図3および図4により、本発明法の範囲ではベース以上の生産率と歩留を確保しており、上記と同様に高結晶水の特性を活用した成分設計であることが判る。

0028

表4には、製造焼結鉱の被還元性を調べた結果を示すが、低下傾向は示していない。

0029

0030

さらに高結晶水鉱石50%配合前提での結果を図5および図6に示す。

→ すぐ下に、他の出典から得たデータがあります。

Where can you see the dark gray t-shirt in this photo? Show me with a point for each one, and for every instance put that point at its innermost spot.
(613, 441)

高結晶水鉱石25%配合と同様に、本発明法の成分範囲はベース以上の歩留と生産率を示しており、本発明法が高結晶水多配合時に多大な効果発揮する技術であることを示している。

発明の効果

0031

以上のとおり、本発明によれば、高結晶水鉱石の焼結において、焼結の歩留りおよび生産性を高めることができる。

図面の簡単な説明

0032

図1本発明の高結晶水鉱石25%配合における焼結生産率を従来法との対比で示すグラフである。
図2本発明の高結晶水鉱石25%配合における焼結生産率を従来法との対比で示すグラフである。
図3本発明の高結晶水鉱石25%配合における焼結成品歩留を従来法との対比で示すグラフである。
図4本発明の高結晶水鉱石25%配合における焼結生産率を従来法との対比で示すグラフである。
図5本発明の高結晶水鉱石50%配合における焼結成品歩留を従来法との対比で示すグラフである。
図6本発明の高結晶水鉱石50%配合における焼結生産率を従来法との対比で示すグラフである。